Eren Keskin derinlerdeki vicdanımızdır

Geçtiğimiz hafta, İnsan Hakları Derneği İstanbul şubesi eski başkanı Eren Keskin TCK’nın 301. maddesini ihlal ettiği iddiasıyla hâkim karşısına çıktı. Davaya konu olan yazı Hrant Dink’in katliyle ilgiliydi. Keskin, 26 Ocak’ta Birgün’de yayımlanan yazısında Hrant Dink’i öldürenin Teşkilat-ı Mahsusa zihniyeti olduğunu söylediği için yargılanıyor. Suçlamaysa, “Devletin askeri teşkilatını basın yolu ile alenen aşağılamak.”

Eren Keskin yazısında, yurttaşlarına yalan üzerine kurulu bir tarihi öğreten, doğruyu bulmaya çalışanları susturan ya da düşüncelerine oto-sansür uygulayan bireyler haline getiren sistemi eleştiriyor, Hrant’ın cenazesindeki insan selini bir sivil harekete dönüştürme çağrısında bulunuyordu. Yazının son cümleleri şöyleydi:

“Umutlu olmak istiyorum! Çünkü bu bizim tüm ölülerimize karşı borcumuzdur.”

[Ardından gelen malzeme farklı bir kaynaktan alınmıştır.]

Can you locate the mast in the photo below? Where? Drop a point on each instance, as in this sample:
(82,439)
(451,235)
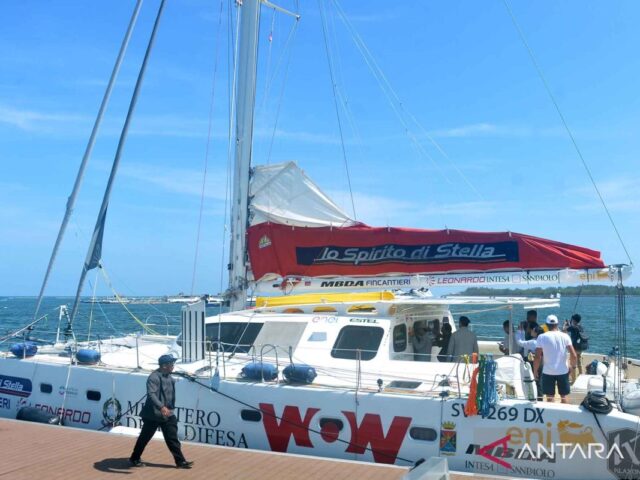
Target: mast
(245,107)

Bu, Eren Keskin’e açılan ilk dava değil, herhangi bir “uslanma” emaresi göstermediğine göre, korkarız son da olmayacak. O bugüne dek defalarca yargılandı, cezalar aldı; tabii çok çeşitli tepkiler de. 2002’de Almanya Köln’de Alevi Birlikleri Federasyonu tarafından düzenlenen “Kadın Hakları = İnsan Hakları” konulu toplantıda Keskin’in devlet kaynaklı cinsel işkenceden söz etmesi Fatih Altaylı’yı çileden çıkarmış, radyo programında, iyi işiten kulaklarda her daim çınlayacak olan şu ifadeleri kullanmıştı:

“Eren Keskin, Türkiye’de askerler kadınlara cinsel taciz uyguluyor, sadece işkence olsun diye evli kadınlara bile bekâret testi yaptırıyor diye iftiralarda bulunmuş... Ben bu Eren Keskin’i ilk gördüğüm yerde cinsel tacizde bulunmazsam, namerdim... “

Yargı bu ifadelerinden ötürü Altaylı’yı Eren Keskin’e tazminat ödemekle cezalandırırken, Basın Konseyi bir ‘uyarı’ yayımlamakla yetindi. Altaylı “gazetecilik” yapmaya halen devam ediyor.

Biliyoruz, Türkiye’de rejim muhalifine, insan hakları savunucusuna fiili ya da sözlü saldırıda bulunmak pek ciddi bir cezai müeyyide getirmiyor – hele hedefteki bir kadınsa. Eren Keskin’e yönelik baskılar, e-posta, telefon, olmadı fiziksel tehdit yoluyla sürüyor. Keskin 2006’da, sözü edilen toplantıda yaptığı konuşma nedeniyle 301. maddeden 10 ay hapis cezası almış, mahkûmiyeti 6 bin YTL para cezasına çevrilmişti. O bu cezayı ödemeyi reddetti ve bu süreçte milliyetçi çevrelerin gazete ilanlarıyla da desteklenen linç kampanyasına maruz kaldı.


Eren Keskin, ömrünün yirmi yılından fazlasını, baskı gören grupların, ezilen, işkence gören insanların savunulmasına adamış, bu uğurda tehlikelere, tehditlere ve tacizlere göğüs germiş yürekli bir kadın olarak yoluna devam ediyor. Siyaset yapmayı bir tür kayıkçı kavgası sananların diyarında, keşke Edward Said’in “Entelektüel kriz çözmez, kriz çıkarır” sözünü şiar edinen onun gibi aydınlar sayıca daha çok olsa.